Despite the lack of major signings and high-level flying demonstrations at the ADEX 2019 show in Seoul, plenty of opportunities are arising as Korea not only continues to acquire sophisticated platforms but also to develop indigenous systems as the country seeks increased self-reliance. The development and maturity of the KF-X project has spurred local defense firms to develop their own solutions to complement the next-generation fighter.
Lignex 1, a major systems provider, recently began development of a long-range air-to-ground missile for the KF-X. A stand-off weapon with a design similar to that of the Taurus KEPD 350, it measures 5 meters long, weighs 3,000 pounds, and has an estimated range of more than 500 km. It features GPS/INS midcourse guidance and has an imaging infrared seeker (IIR). The company said the main development phase will be between 2023 and 2028, with live tests from 2027, in time for the KF-X serial production. Lignex 1 has also developed its own IIR seeker that is intended for a future Korean short-range air-to-air missile project, also for the KF-X.
While many Western countries have abandoned the mobile air defense system, Korea has continued to develop systems such as the K30 Biho tracked twin-30 mm cannon system. The Biho turret has been upgraded and is now mounted on a 6x6 K806 wheeled vehicle with its search radar removed. Shawn Jung, Hanwha’s chief research engineer, air defense systems team, said that it now utilizes the army’s C2 network to warn of incoming threats, as well as an EO/IR turret to acquire the target. The Wheeled Biho, as it is called, will replace the M167 Vulcan system from 2020.

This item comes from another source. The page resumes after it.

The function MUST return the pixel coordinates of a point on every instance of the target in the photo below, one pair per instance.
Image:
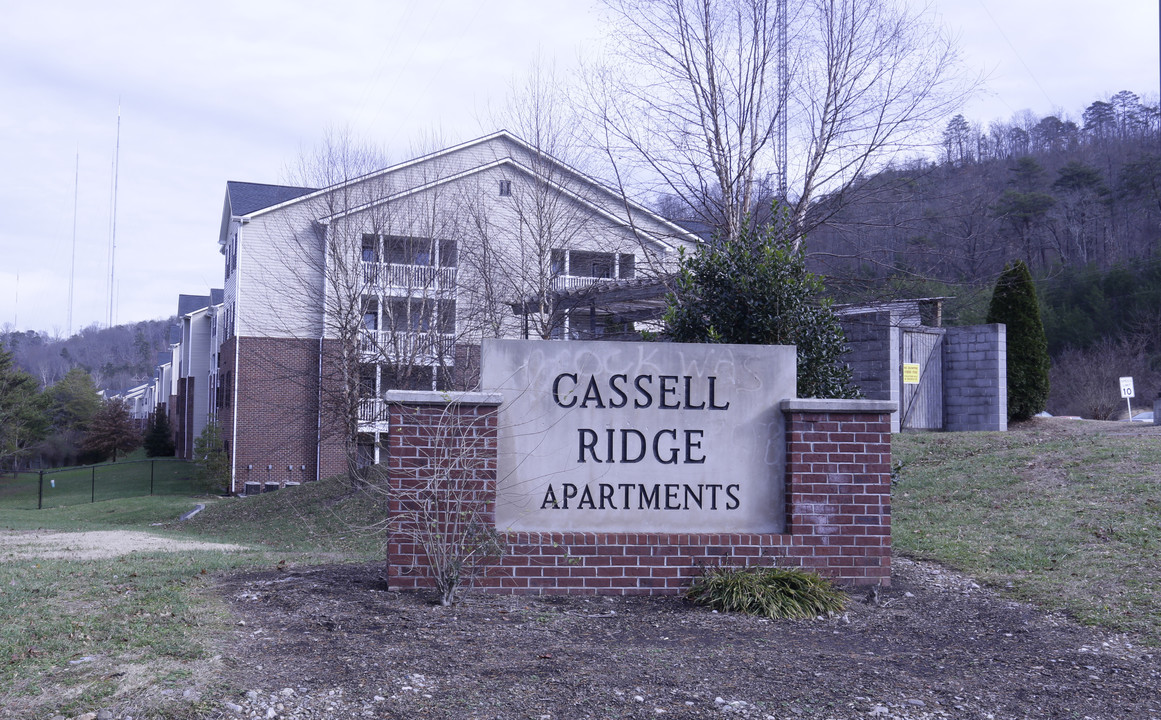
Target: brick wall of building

Additionally, Hanwha Defence has unveiled its Next-Generation Air Defence System (NGADS). “Based on experience from our export campaigns in the U.S. and India, we realized that we have to increase the range and capabilities of our land-based systems,” said Jung.
The NGADS features a single 30 mm cannon and a missile module for up to eight short-range or medium-range surface-to-air missiles, or anti-tank guided missile. It also has an AESA search radar that can track fighters at 35 km and a fixed array to detect drones at 15 km. The NGADS is now being marketed to Saudi Arabia, India, Canada, Finland, Indonesia, and the United States.
Regarding future procurements, both Saab and Boeing have confirmed their interest in the Republic of Korea Air Force (RoKAF) requirement for two airborne early warning aircraft (AEW) to supplement the Boeing E-7 Peace Eye. Boeing wants to supply more E-7s and update the current ones, while Saab is offering its GlobalEye. Saab said it has learned numerous lessons based on its experience with the Korean maritime patrol aircraft (MPA) procurement, and although media reports suggest that Seoul is leaning towards the Boeing P-8A Poseidon, following U.S. Congressional approval, Saab is keeping its Bombardier Global 6000/6500-based Swordfish bid alive.